Maria 6 settembre 2005
Spiaggia di sera
Così sbiadito a quest’ora
lo sguardo del mare,
che pare negli occhi
(macchie d’indaco appena
celesti)
del bagnino che tira in secco
le barche.
Come una randa cade
l’ultimo lembo di sole.
Di tante risa di donne,
un pigro schiumare
bianco sull’alghe, e un fresco
vento che sala il viso
rimane.
Giorgio Caproni
Giorgio Caproni, grande poeta del Novecento, livornese di nascita, di adozione genovese e morto a Roma nel 1990, ha insegnato come maestro elementare proprio nella scuola dove lavoro io.

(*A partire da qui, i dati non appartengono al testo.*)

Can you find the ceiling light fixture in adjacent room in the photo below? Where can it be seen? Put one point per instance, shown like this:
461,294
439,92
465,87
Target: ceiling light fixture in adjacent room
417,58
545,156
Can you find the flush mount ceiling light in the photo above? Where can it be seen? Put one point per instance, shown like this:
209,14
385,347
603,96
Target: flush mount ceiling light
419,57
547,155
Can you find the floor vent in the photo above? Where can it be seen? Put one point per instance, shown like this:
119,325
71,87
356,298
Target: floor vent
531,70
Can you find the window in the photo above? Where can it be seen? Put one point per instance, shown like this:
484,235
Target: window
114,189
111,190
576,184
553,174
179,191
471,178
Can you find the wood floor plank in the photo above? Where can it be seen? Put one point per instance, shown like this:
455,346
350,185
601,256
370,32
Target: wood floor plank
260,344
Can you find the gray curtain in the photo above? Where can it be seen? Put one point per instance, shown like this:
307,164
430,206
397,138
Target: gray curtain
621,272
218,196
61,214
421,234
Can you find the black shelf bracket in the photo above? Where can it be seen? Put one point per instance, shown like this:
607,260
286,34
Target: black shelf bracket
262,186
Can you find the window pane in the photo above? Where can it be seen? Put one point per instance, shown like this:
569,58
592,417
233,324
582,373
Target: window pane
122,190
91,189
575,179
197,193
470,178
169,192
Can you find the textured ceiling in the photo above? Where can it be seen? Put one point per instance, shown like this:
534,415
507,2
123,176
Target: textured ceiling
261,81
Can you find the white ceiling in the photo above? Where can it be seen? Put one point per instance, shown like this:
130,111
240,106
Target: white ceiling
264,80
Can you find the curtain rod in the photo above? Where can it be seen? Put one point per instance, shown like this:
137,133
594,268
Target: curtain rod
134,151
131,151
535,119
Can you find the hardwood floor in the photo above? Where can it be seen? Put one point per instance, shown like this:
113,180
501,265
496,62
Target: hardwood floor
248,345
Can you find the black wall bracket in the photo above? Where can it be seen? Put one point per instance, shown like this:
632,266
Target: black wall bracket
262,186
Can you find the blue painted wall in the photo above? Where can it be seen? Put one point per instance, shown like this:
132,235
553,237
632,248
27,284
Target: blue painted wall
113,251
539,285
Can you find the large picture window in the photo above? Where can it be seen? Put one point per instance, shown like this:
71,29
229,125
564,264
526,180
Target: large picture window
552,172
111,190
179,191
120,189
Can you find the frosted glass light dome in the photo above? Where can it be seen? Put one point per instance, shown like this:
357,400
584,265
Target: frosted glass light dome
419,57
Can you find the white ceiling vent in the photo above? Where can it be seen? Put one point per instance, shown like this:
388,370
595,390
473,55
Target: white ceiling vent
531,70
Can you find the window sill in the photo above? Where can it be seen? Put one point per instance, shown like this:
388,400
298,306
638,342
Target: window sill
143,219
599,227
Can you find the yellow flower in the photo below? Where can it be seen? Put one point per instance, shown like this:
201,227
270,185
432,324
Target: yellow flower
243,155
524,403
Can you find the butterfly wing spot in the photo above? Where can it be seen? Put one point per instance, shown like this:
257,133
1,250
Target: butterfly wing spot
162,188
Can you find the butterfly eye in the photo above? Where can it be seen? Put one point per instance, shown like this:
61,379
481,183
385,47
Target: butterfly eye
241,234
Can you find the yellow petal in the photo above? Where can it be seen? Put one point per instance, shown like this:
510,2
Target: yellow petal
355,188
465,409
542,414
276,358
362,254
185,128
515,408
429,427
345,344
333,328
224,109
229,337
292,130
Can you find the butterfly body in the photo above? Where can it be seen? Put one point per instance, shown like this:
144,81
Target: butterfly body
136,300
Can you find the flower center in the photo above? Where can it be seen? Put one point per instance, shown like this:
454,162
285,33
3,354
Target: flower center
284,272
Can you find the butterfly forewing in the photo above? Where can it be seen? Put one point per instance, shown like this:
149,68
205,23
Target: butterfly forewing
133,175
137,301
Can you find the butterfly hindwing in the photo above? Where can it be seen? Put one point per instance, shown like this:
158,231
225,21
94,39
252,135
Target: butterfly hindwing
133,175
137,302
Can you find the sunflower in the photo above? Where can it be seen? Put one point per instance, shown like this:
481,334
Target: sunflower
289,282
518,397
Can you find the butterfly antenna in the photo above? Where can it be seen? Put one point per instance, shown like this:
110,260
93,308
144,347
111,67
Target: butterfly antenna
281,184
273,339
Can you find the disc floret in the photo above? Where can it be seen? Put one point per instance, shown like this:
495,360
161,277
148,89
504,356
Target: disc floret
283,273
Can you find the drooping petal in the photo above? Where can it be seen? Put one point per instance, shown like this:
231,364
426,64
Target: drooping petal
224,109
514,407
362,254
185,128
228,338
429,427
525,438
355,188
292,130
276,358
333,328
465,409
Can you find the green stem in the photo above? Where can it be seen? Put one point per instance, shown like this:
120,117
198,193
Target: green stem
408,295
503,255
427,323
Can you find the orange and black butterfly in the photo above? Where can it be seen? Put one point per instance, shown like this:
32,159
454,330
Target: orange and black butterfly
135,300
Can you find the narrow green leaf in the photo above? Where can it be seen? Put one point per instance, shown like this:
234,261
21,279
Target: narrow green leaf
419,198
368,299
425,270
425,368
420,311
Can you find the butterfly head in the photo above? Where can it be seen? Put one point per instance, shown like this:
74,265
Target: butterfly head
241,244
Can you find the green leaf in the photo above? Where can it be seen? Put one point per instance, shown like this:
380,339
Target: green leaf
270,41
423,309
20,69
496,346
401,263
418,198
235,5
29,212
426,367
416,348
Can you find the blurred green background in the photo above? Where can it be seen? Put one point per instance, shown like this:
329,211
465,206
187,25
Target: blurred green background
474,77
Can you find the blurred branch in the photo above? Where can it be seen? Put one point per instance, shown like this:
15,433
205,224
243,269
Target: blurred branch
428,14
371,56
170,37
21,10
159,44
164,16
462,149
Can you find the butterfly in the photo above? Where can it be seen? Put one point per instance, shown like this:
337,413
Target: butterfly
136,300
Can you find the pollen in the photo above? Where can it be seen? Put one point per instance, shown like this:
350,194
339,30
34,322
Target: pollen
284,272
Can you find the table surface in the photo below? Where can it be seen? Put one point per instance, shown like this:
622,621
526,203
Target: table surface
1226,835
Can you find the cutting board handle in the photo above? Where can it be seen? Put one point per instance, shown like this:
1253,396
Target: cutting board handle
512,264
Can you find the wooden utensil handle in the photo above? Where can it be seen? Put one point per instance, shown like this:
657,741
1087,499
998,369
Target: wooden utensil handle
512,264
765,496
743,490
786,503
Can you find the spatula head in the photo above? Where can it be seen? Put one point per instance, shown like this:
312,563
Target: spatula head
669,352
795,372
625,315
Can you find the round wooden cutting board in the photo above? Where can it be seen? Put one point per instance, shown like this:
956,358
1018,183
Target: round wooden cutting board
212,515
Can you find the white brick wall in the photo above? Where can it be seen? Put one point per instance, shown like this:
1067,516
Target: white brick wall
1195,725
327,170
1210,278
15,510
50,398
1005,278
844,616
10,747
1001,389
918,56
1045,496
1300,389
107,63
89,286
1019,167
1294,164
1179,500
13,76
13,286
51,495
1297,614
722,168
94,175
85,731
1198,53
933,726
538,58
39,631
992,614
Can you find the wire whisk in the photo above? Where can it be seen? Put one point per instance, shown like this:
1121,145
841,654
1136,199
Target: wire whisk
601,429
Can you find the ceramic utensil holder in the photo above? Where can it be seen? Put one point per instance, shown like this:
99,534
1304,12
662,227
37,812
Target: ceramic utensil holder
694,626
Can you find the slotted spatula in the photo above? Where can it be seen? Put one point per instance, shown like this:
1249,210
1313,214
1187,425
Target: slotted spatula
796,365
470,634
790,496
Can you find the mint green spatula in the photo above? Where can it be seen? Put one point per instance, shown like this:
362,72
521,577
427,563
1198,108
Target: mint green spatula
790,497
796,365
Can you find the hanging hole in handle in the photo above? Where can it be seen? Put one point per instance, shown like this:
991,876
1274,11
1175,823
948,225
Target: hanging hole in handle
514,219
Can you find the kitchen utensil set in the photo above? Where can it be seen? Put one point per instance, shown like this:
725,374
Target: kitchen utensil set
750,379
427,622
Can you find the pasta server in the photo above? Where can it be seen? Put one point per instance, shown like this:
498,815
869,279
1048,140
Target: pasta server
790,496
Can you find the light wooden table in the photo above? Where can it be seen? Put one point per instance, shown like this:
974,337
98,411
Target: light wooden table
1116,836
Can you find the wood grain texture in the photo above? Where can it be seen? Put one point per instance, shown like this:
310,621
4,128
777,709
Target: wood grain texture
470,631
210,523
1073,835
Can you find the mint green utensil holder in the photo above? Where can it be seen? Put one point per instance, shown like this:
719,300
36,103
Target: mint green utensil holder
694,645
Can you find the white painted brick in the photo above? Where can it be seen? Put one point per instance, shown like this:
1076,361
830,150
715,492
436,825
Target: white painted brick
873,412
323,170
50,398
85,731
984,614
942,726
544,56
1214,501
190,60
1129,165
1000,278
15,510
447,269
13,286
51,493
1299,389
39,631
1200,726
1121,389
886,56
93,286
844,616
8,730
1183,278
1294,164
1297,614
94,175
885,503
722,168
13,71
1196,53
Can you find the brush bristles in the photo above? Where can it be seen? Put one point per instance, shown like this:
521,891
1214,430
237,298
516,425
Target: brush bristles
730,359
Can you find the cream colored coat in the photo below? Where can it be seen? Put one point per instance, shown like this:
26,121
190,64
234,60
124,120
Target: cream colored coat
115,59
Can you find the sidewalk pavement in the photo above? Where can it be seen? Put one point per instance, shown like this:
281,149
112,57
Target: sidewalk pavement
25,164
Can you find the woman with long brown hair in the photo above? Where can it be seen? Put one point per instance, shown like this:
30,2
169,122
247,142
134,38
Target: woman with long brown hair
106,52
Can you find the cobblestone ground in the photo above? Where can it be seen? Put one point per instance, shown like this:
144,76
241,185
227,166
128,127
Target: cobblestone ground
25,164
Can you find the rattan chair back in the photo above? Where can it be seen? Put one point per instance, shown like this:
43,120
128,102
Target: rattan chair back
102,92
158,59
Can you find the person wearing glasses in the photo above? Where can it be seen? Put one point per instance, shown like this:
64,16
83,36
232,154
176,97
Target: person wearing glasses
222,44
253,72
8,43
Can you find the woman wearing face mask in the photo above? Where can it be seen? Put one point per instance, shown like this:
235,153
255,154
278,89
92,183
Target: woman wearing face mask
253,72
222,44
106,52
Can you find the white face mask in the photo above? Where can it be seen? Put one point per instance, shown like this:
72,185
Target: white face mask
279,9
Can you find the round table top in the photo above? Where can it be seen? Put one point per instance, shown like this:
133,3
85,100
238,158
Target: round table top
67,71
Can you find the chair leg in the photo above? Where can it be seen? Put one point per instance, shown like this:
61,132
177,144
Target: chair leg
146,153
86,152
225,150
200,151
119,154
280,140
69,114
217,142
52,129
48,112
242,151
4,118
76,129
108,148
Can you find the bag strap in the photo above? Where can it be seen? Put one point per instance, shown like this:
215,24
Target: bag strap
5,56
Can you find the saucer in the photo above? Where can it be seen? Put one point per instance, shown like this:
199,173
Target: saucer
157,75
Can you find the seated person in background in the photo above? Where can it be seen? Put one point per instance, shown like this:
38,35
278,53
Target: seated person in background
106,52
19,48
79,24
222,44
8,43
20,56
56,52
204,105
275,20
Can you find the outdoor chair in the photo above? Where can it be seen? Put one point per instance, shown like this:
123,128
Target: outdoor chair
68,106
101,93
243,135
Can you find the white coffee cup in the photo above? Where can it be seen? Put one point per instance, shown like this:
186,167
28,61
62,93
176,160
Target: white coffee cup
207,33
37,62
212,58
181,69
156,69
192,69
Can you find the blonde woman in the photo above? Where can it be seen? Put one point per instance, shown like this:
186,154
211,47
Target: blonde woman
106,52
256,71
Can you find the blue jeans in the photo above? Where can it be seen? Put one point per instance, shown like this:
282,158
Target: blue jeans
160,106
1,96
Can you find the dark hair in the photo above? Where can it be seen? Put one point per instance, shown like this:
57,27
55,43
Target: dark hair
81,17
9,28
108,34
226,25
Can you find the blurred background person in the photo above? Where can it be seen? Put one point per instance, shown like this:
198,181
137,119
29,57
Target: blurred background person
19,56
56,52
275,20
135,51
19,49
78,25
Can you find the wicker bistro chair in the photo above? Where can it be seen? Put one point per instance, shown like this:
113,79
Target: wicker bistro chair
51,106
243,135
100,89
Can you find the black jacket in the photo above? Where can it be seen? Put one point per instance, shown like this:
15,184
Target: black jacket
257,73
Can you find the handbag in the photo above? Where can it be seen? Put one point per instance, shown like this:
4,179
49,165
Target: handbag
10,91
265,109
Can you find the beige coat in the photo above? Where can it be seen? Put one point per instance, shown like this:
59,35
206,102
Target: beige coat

Ieri, osservando la targa che abbiamo sulla porta della biblioteca a lui dedicata, ho pensato di ispirarmi a qualcosa scritta da lui e sono andata a rileggere le sue poesie. Sono stata colpita dalla sua “Spiaggia di sera”. Anche se “copiata”, è carina la mia versione (scusate la presunzione, ma ogni genitore ama i propri figli).